Member of Bihar Legislative Assembly
- Incumbent
- Assumed office 2025
- Preceded by: Gunjeshwar Sah
- Constituency: Mahishi Assembly constituency

Personal details
- Born: Saharsa district, Bihar, India
- Party: RJD
- Alma mater: •TP College,Madhepura (Intermediate) • Patna College (Graduation) • Patna University (PhD)
- Occupation: Politics Former Civil Servant

= Gautam Krishna =

Indian politician

Gautam Krishna is an Indian Politician and former Block Development Officer (BDO) from Bihar and a Member of the Bihar Legislative Assembly. Krishna won the Mahishi Assembly constituency of Saharsa district on the RJD ticket in the 2025 Bihar Legislative Assembly election. He was the topper of Patna College in his batch and a gold medalist of Patna University.

== Political career ==

Gautam Krishna began his political journey in 2015 after resigning from his position as Block Development Officer (BDO) to contest the assembly elections from the Mahishi constituency on a Jan Adhikar Party (Loktantrik) ticket, though he was unsuccessful. He joined the Rashtriya Janata Dal (RJD) in 2020 and again contested from Mahishi, losing narrowly by just 1,630 votes to the incumbent JD(U) candidate Gunjeshwar Sah.

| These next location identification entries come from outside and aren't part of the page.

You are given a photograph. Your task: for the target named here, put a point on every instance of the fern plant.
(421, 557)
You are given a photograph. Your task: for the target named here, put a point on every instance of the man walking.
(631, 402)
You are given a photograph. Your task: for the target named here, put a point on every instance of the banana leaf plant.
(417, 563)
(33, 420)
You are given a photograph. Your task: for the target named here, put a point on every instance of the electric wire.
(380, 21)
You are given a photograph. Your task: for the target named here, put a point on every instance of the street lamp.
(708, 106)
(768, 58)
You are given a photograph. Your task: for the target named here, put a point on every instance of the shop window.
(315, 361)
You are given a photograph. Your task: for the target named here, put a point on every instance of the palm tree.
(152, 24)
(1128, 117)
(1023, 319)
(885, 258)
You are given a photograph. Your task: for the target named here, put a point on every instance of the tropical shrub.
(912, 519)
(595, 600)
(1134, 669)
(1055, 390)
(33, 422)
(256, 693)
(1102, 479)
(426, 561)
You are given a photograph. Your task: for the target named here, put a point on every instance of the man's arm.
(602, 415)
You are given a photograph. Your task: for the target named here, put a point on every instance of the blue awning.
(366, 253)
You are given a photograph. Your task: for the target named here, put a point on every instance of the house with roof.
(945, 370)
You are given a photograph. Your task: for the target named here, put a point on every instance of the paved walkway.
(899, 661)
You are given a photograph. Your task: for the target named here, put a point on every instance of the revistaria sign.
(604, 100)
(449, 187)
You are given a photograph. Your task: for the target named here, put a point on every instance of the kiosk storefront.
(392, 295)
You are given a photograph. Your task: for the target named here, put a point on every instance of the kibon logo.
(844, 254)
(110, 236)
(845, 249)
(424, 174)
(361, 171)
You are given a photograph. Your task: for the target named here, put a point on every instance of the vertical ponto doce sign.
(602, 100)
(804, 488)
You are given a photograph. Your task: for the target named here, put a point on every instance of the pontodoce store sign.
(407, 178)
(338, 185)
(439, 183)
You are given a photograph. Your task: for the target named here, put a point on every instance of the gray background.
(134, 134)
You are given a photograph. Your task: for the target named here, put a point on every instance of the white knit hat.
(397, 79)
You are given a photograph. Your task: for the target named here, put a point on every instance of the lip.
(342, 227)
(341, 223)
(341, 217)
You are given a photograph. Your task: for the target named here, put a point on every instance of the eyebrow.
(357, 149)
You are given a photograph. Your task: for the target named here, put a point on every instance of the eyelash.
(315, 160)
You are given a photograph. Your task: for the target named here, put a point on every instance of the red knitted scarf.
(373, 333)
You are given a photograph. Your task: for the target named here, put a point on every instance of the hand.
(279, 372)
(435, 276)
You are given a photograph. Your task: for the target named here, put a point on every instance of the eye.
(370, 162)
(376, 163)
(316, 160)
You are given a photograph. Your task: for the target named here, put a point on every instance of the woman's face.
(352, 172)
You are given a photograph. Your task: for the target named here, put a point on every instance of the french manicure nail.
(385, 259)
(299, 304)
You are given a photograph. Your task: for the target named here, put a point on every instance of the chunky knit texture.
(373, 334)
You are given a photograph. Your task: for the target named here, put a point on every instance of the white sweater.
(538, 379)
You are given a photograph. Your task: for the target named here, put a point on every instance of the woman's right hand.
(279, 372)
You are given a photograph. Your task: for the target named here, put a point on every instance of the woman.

In 2023, Krishna was appointed State Vice-President of the RJD Youth Wing, strengthening his role within the party organization. During 2024, he led major flood relief campaigns in the Kosi region, addressing issues such as flood management, youth employment, and social justice for backward classes.

Krishna achieved electoral success in the 2025 2025 Bihar Legislative Assembly election, winning the Mahishi seat with 93,752 votes and defeating JD(U)'s Gunjeshwar Sah by a margin of 3,740 votes. His victory was notable as one of the few seats won by the opposition in a region dominated by the National Democratic Alliance (NDA).